Now, of course, just like all the other so-called ‘green’ technologies, batteries are not a silver
bullet that’ll solve the climate emergency. I’m often accused of believing that technology alone
can drag humanity out of its current existential predicament, which always makes me wonder
whether those critics have watched any of the dozens and dozens of videos I’ve made explaining
quite specifically why technology alone CANNOT drag humanity out of its current existential
predicament. There are myriad other problems and challenges that we’ll need to overcome in the
coming decades. But batteries ARE definitely a thing. And they‘re a thing that’s not going away.

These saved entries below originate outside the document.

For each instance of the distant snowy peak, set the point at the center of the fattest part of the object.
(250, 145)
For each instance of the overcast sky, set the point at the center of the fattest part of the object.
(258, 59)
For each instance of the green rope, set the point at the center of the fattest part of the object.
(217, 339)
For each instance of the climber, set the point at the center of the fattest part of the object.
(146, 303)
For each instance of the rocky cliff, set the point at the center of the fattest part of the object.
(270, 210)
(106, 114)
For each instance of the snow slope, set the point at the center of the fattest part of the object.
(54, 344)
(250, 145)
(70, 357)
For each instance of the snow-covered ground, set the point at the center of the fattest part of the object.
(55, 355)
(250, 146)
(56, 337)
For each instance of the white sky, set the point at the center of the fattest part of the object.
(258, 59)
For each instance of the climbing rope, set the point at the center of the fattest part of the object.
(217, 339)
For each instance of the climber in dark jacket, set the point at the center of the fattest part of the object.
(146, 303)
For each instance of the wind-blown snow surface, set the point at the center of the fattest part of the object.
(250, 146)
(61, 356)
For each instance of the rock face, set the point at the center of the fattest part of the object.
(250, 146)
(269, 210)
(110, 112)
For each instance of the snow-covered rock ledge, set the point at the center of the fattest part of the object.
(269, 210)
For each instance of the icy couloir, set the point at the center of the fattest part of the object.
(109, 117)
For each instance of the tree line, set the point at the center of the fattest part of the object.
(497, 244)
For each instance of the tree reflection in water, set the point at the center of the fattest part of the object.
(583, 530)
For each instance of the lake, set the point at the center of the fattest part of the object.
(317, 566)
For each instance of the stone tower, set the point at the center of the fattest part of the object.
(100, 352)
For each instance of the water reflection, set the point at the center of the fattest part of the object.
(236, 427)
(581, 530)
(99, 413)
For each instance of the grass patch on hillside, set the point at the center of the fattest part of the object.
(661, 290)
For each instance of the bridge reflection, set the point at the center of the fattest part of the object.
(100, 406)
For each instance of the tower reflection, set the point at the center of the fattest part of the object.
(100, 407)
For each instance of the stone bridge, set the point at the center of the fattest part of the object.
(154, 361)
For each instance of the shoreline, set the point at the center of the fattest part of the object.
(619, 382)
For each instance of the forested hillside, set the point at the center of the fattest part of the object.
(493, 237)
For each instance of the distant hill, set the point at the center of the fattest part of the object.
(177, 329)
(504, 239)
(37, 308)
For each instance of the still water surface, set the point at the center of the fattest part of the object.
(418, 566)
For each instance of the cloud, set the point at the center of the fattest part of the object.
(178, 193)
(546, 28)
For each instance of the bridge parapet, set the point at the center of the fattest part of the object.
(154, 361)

The tricky challenge with so many new developments popping out of labs all over the world right
now, is to work out which ones are legitimate contenders and which ones are no more than
delusional hopium on the part of their inventors. Fortunately, a group of proper grown-ups
with impressive credentials and doctorates, and all that lovely stuff, recently
conducted a study of what they see as the most likely challengers
to the lithium-ion overlord. So, I thought I’d spend a bit of
time having a look at their findings. Hello and welcome to Just Have a Think, The study in question comes from the
world-renowned Fraunhofer Institute for Systems and Innovation Research in Germany. It’s called ‘Alternative Battery
Technologies – Roadmap 2030+” and it’s been developed as part
of a project called BEMA 2, funded by the German Federal Ministry
of Education and Research, or BMBF. I won’t attempt to read out what the
acronym BEMA stands for in German because I have a pathological aversion
to making a complete tit of myself, but I’ve written it out on screen
here so you can see what I mean. Anyhow… the clever boffins at Fraunhofer
highlighted four distinct technology families for their study, and then drilled down into
each category to look at the different flavours available within them. Obviously the grand-daddy
of the metal-ion category is lithium-ion. We’ve looked at it and its close relative
sodium-ion on several occasions, including the recent video about Natron in the USA, which
you can jump back to by clicking up there. Both those technologies are already on the market,
so if we consider them in terms of the industry standard Technology Readiness Level ladder,
they both sit right up there on the top rung. But there are a couple of other options in this
family that the Fraunhofer team say are worth considering. First up is Magnesium-ion.
Magnesium is a highly abundant material, and its chemical composition gives it
a relatively high theoretical energy capacity. The challenge that developers are
currently grappling with is finding the optimum combination for the cathode and anode materials.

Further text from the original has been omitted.